After Foulkes, the matrix concept has never progressed beyond the status of a basic metaphor (Behr and Hearst, 2005). In particular, its subject-theoretical implications have not really been elaborated. The famous nodal point in the network of group-relations is not a subject-theory. René Kaes (Kaes, 2013), among others, has pointed this out very sharply. The author’s remarkable sway in the question of the relationship between matrix and individual is probably due to the fact that he underestimates this difficulty. And this sway is not only evident in the third part, but runs through the whole book. At times it seems as if it were not the individuals in the matrix who feel, think and act, but the matrix, a subject in its own right, imposing feelings, thoughts and actions on them.

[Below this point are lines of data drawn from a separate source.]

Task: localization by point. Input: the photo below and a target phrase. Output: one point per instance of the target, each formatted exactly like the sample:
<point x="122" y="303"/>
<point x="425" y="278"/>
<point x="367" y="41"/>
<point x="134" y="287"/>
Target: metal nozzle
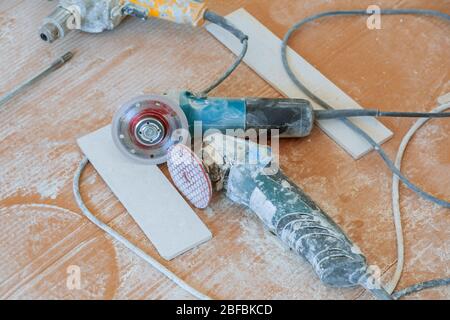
<point x="55" y="25"/>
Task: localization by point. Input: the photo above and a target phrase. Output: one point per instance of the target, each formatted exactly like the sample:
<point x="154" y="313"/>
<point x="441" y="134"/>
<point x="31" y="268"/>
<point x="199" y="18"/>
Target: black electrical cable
<point x="225" y="24"/>
<point x="325" y="105"/>
<point x="374" y="144"/>
<point x="336" y="114"/>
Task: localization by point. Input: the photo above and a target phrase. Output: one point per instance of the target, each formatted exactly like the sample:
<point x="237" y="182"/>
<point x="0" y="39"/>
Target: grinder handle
<point x="294" y="118"/>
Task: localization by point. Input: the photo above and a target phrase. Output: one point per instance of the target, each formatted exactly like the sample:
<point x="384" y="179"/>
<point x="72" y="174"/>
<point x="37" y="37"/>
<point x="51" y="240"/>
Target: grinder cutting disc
<point x="190" y="176"/>
<point x="145" y="128"/>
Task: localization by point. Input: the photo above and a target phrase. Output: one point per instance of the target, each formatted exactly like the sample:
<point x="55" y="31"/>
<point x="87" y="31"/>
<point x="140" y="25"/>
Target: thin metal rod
<point x="53" y="67"/>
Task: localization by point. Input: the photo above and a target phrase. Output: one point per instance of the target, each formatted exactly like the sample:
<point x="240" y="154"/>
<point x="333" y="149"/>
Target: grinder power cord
<point x="378" y="291"/>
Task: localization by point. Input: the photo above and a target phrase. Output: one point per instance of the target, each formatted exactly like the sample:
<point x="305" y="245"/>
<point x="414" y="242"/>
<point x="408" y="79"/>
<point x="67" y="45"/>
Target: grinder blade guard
<point x="145" y="128"/>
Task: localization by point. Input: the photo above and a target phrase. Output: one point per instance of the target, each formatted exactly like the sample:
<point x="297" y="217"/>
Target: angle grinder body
<point x="145" y="128"/>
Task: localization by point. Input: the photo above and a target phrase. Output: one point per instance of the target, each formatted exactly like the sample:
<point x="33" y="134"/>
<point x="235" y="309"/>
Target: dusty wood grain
<point x="405" y="66"/>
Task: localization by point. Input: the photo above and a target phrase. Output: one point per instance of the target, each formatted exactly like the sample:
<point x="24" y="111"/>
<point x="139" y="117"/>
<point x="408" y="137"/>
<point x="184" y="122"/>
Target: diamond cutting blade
<point x="190" y="176"/>
<point x="145" y="128"/>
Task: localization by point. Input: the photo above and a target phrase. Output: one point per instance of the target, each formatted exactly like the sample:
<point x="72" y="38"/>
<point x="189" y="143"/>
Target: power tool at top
<point x="95" y="16"/>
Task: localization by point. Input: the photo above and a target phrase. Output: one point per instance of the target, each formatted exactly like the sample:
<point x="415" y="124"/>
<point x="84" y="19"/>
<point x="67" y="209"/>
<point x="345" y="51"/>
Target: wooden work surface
<point x="404" y="66"/>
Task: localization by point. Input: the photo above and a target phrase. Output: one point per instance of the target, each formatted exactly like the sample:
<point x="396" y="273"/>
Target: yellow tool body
<point x="95" y="16"/>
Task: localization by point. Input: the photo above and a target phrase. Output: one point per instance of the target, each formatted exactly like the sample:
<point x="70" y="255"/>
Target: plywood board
<point x="157" y="207"/>
<point x="264" y="57"/>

On the other hand, the individuals are granted leeway for distancing themselves from the influence of their own matrix, which theoretically remains completely mysterious if the matrix—as Foulkes himself says—‘ultimately determines the meaning and significance of all events’ in the group (Foulkes, 1964: 292). It was probably part of the compromise Foulkes made with his psychoanalytic environment in establishing his group analytic approach that he did not venture any further into the field of subject theory. But this compromise is now historically outdated, given the intersubjective turn in psychoanalysis, and Foulkes himself foresaw the possibility of such a turn. There are not only good reasons, but also new possibilities to combine further work with the innovative concept of the soldier’s matrix with a basic theoretical reflection of the matrix concept itself.